Now that we’ve discussed Causal Questions, we can discussion the term “passive” in “Passive Prediction Questions.” The term “Passive” in “Passive Prediction Questions” is meant to differentiate situations where a stakeholder wants to predict things about individuals they do not yet know in a world where the status quo prevails and our behavior doesn’t change.
For example, when answering the Passive Prediction Question “Given their case history, how likely is this patient to experience post-surgical complications?” we don’t actually want to know how likely they are to experience complications — we want to know how likely they would be to experience complications absent any intervention. Our hope, after all, is that by learning that a certain patient is likely to experience complications we can act to prevent that outcome!
Obviously, we might then want to build on the insights provided by that model and ask a followup Causal Question: “What would the effect be of assigning an extra nurse to patients predicted to be more likely to have post-surgical complications?”
But because these questions are different in their goals, we would also go about answering them in very different ways. For example, we might answer our Passive Prediction Question using historical patient data and a logistic regression or decision tree. And to answer our Causal Question, we might run a randomized experiment in which half the patients we predict as likely to experience complications are assigned an extra nurse and half are not, and we later compare patient outcomes.
An Example#
In this introductory chapter alone, we’ve already covered a substantial amount of material. We’ve discussed the importance of problem articulation, the idea that the way data scientists solve problems is by answering questions, and the three types of questions data scientists are likely to encounter.
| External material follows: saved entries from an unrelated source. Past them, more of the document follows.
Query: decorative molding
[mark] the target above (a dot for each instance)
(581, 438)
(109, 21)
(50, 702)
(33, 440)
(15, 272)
It’s easy to see how this framework might result in a sequential development of a project. First, a hospital comes to you concerned about the cost of surgical complications. So you:
Work with them to more clearly define the problem (“Surgical complications are extremely costly to the hospital and harm patients. We want to reduce these complications in the most cost-effective manner possible.”)
You answer some Exploratory Questions (“Are all surgical complications equally costly, or are there some we should be most concerned about?”).
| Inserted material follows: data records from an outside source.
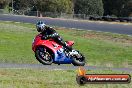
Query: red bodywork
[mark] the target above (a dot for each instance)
(50, 43)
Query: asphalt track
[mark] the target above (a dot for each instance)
(86, 25)
(105, 27)
(58, 67)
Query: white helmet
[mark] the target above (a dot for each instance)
(40, 26)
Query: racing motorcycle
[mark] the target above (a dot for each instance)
(48, 52)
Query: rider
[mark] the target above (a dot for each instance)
(49, 32)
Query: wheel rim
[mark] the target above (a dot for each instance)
(45, 55)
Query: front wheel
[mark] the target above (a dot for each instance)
(44, 56)
(78, 60)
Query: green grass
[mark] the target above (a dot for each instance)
(100, 49)
(31, 78)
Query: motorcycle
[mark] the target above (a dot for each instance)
(48, 52)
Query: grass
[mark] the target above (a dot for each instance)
(100, 49)
(33, 78)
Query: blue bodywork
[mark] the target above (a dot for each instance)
(61, 58)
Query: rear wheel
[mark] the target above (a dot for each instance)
(78, 60)
(44, 56)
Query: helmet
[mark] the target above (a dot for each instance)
(40, 26)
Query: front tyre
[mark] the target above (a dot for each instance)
(78, 61)
(43, 55)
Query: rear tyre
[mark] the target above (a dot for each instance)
(44, 56)
(78, 61)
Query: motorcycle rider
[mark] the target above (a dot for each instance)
(48, 32)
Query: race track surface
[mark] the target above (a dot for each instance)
(104, 27)
(86, 25)
(58, 67)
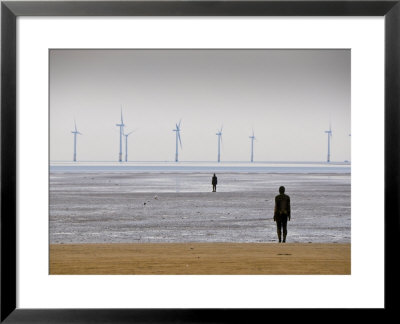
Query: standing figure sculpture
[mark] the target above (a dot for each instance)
(214, 182)
(282, 213)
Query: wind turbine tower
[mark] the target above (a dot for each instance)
(219, 134)
(329, 132)
(126, 145)
(75, 132)
(252, 146)
(121, 132)
(177, 138)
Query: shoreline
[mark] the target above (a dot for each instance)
(200, 259)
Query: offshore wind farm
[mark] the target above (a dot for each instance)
(158, 124)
You develop a model to answer a Passive Prediction Question (“Given data in patient charts, can we predict which patients are most likely to experience complications?”) so the hospital can marshal its limited nursing resources more effectively.
The hospital then comes back to you to ask the Causal Question “Would a new program of post-discharge nurse home visits for patients identified as being at high risk of complications reduce complications?”
In reality, however, while it is important that some steps come before others (if you don’t start by defining your problem, where do you even start?), real projects are never so linear. The reality is that you will constantly find yourself moving back and forth between different types of questions, using new insights gained from answering one question to refine your problem statement and articulate new questions.
Nevertheless, by using this framework as a starting point, and using this taxonomy to help you recognize (a) the type of question you are asking, and (b) the reason you are seeking to answer a given question even when iterating through a project, you will see tremendous gains in your ability to please your stakeholders by staying focused on the problems they need addressed.